The female story in `Creating A Nation’ is not, however, confined to women’s noble fight for civil liberties. Women then, as women now, were not a homogeneous group, and some were just as likely to inflict oppression as to suffer it. White women abused black women by scouring their skin with kitchen pads or bathing them in boiling water in futile attempts to get them “clean” _ cleanness being confused with paleness in a society that created “racial hygiene laws”. Women who saw themselves as guardians of public morality, such as Frances Perry, the wife of the first Anglican archbishop of Melbourne, refused single mothers admission to maternity hospitals. Says Marian Quartly, associate professor in history at Monash University: “Middle-class women also oppressed working women, although not with the same viciousness as they did black women.”
Historians are just beginning to come to grips with the need for class and race analysis in any national story; the authors of `Creating A Nation’ hope that this book will make it impossible for others to write history without also examining the effects of gender. One of the stories that opens the book shows how enriching that process can be.

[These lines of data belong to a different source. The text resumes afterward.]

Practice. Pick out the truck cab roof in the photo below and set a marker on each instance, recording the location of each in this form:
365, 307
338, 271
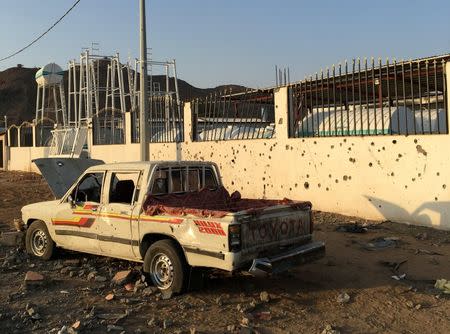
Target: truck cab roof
147, 164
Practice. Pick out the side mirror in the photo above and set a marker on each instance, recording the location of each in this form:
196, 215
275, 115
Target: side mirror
71, 201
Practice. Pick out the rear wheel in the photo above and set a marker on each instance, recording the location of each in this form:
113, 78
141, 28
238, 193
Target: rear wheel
38, 241
167, 267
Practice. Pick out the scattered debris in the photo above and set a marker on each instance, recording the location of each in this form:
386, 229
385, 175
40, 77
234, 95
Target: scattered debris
427, 252
76, 324
382, 243
395, 266
443, 285
343, 298
111, 328
264, 296
351, 228
109, 296
33, 278
122, 277
399, 277
330, 330
422, 236
264, 315
100, 279
167, 323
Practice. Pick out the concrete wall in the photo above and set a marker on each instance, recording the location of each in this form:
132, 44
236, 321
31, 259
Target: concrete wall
3, 151
401, 178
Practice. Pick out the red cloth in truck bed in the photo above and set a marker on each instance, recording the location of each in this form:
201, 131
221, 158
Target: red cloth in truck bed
210, 203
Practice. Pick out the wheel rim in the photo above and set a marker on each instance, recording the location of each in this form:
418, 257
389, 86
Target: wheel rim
162, 271
39, 242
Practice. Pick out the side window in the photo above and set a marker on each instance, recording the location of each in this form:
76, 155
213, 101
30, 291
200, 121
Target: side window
176, 181
122, 188
161, 183
210, 179
89, 189
192, 179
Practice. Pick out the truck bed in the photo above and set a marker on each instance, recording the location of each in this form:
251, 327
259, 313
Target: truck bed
211, 203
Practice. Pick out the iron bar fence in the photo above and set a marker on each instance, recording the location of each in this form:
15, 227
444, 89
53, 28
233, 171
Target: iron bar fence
228, 116
371, 98
108, 127
165, 122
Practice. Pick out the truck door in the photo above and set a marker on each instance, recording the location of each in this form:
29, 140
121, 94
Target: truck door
76, 218
117, 213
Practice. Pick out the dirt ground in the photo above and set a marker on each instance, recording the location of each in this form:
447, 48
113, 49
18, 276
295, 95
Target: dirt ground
303, 300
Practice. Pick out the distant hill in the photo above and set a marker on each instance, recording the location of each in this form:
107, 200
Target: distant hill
18, 92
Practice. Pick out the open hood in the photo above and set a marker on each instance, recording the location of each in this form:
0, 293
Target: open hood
61, 173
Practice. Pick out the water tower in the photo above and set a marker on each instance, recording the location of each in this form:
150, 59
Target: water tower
50, 101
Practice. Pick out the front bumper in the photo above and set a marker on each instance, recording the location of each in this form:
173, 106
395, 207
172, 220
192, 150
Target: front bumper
281, 262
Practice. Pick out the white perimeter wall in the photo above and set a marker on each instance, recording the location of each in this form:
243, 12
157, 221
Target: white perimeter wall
400, 178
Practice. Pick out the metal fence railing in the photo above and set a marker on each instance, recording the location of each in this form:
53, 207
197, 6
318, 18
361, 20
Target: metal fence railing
165, 122
108, 127
227, 116
361, 98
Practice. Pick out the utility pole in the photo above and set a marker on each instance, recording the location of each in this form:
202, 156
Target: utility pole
143, 110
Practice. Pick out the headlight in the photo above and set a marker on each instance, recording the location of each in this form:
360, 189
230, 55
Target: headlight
234, 237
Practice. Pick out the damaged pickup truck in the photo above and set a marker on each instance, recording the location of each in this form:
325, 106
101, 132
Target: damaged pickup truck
172, 216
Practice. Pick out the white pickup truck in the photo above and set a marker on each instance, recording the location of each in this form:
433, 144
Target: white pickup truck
171, 216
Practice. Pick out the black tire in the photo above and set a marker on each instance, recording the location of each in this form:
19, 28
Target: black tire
38, 241
167, 267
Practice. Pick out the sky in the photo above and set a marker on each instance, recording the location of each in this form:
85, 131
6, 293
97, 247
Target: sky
228, 42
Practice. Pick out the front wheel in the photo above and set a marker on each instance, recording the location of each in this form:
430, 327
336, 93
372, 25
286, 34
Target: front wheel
166, 266
38, 241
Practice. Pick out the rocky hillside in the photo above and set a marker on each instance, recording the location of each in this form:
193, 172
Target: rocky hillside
18, 92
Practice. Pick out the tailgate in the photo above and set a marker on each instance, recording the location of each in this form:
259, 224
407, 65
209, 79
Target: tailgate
276, 227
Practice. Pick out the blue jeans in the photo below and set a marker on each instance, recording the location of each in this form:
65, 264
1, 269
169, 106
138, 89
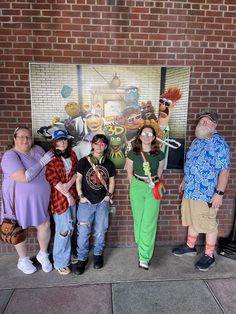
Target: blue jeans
64, 226
88, 214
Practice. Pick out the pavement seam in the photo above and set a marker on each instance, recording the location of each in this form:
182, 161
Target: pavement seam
214, 296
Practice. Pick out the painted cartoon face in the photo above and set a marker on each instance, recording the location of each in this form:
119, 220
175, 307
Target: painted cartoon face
72, 109
62, 144
94, 122
147, 136
147, 107
166, 107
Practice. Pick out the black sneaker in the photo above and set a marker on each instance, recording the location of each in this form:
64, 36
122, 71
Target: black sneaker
80, 267
97, 261
205, 263
184, 250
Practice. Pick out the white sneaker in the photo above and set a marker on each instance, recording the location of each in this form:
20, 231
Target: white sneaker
26, 266
44, 261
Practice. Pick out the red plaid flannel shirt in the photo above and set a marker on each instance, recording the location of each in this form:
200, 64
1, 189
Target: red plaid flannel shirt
55, 173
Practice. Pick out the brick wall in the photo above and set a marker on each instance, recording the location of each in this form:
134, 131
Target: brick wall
200, 34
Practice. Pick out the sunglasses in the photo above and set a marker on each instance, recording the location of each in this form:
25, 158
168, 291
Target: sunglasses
101, 143
164, 102
149, 134
132, 119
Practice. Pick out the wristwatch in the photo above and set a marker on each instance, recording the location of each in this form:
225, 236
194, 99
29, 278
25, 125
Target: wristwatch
220, 192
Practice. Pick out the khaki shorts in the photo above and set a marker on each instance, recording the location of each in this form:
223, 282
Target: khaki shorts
199, 215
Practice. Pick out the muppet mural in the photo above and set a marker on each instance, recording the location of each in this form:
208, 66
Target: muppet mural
86, 120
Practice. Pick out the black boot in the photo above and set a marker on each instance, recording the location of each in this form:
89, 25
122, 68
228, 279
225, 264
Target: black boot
80, 267
97, 261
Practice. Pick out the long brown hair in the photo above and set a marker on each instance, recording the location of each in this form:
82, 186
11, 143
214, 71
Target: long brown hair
137, 143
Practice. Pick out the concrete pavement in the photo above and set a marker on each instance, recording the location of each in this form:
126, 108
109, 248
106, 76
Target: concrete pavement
172, 285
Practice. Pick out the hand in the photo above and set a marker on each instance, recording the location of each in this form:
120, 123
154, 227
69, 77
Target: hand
106, 199
47, 157
217, 200
69, 184
84, 200
181, 187
71, 200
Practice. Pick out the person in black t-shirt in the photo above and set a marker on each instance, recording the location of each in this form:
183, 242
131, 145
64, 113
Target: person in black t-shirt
95, 186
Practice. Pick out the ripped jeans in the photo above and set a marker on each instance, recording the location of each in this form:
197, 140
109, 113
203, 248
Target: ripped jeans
64, 226
88, 214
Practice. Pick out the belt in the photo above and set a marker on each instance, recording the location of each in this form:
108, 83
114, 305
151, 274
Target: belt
145, 180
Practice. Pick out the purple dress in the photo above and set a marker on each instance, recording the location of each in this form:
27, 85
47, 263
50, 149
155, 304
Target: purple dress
31, 198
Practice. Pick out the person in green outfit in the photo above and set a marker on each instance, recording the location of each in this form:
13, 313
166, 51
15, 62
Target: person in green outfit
144, 206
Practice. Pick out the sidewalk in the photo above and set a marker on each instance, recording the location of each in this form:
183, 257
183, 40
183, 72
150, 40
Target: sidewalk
172, 285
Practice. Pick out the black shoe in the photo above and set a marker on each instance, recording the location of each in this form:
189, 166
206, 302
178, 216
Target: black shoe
184, 250
205, 263
97, 261
80, 267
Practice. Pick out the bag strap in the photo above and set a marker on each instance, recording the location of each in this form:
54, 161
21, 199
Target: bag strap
13, 202
145, 160
103, 182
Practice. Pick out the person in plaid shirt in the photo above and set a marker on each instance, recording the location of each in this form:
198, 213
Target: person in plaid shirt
95, 185
61, 175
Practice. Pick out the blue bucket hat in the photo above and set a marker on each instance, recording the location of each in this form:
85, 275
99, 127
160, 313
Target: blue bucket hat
59, 134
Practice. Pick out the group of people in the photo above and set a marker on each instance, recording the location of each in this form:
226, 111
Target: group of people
78, 193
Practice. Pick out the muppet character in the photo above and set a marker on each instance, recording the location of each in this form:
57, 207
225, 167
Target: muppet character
74, 125
166, 106
131, 119
46, 131
116, 135
132, 97
94, 124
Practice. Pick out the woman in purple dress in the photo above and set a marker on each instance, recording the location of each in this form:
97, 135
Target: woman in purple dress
25, 164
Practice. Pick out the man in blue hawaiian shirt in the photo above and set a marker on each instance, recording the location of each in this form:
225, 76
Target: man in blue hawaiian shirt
206, 175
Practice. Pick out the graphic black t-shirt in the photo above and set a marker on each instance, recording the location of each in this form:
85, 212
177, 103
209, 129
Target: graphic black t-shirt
92, 188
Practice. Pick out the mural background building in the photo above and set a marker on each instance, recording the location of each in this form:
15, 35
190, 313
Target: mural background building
195, 34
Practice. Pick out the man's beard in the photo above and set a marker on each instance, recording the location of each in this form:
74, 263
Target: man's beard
204, 132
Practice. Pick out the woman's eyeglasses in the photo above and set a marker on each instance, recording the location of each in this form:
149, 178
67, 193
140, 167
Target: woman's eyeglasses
132, 119
28, 138
149, 134
100, 143
164, 102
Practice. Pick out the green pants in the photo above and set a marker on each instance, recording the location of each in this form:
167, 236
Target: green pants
145, 210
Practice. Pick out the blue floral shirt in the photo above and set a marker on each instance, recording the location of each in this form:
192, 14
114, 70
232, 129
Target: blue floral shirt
204, 161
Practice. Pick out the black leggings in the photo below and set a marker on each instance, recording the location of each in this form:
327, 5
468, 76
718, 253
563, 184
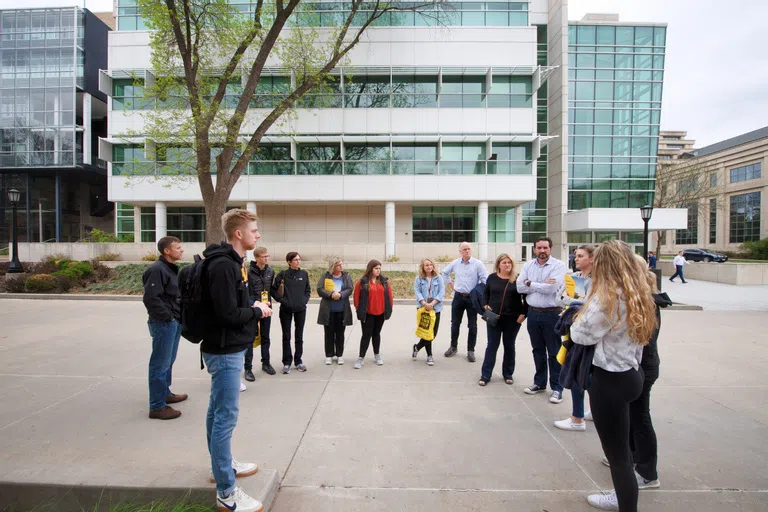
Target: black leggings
371, 329
428, 344
610, 395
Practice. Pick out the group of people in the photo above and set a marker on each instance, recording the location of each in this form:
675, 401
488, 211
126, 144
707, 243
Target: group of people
618, 319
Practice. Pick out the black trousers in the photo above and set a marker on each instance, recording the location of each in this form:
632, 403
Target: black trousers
334, 335
371, 330
298, 317
610, 395
642, 436
264, 326
428, 344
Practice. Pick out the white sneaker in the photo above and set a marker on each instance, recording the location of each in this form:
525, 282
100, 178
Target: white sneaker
604, 501
242, 469
642, 483
239, 501
568, 424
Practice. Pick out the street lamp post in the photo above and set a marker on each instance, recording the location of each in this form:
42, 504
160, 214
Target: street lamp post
15, 266
645, 213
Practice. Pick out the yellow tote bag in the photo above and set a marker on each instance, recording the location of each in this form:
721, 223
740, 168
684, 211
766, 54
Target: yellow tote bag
425, 324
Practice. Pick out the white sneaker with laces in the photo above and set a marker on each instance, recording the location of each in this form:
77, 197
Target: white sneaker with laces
642, 483
242, 469
239, 501
604, 501
568, 424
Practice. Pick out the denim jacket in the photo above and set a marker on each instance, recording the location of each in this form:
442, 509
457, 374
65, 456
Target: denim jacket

Governor Phillip is introduced through the story of Barangaroo, an Aboriginal woman more senior in her tribe than her husband Bennelong.

Bennelong told Phillip at one point that Barangaroo wanted to give birth to her child at Government House, a place the couple had often visited. Phillip refused, insisting that she would have “better accommodation” at the hospital. “Better accommodation” was not the point; Barangaroo probably wanted to deliver at Government House because birthplace was important in Aboriginal society, allowing a child special association with a site. “Barangaroo’s gesture,” says the book, “may thus be seen as a politically significant attempt to incorporate the introduced world into an Aboriginal one”. It is a lovely illustration of the mutual bewilderment of black and white, male and female, poor and privileged, and of the missed opportunities that have resulted.

`Creating A Nation’, by Grimshaw, Lake, McGrath and Quartly; McPhee Gribble, $19.95.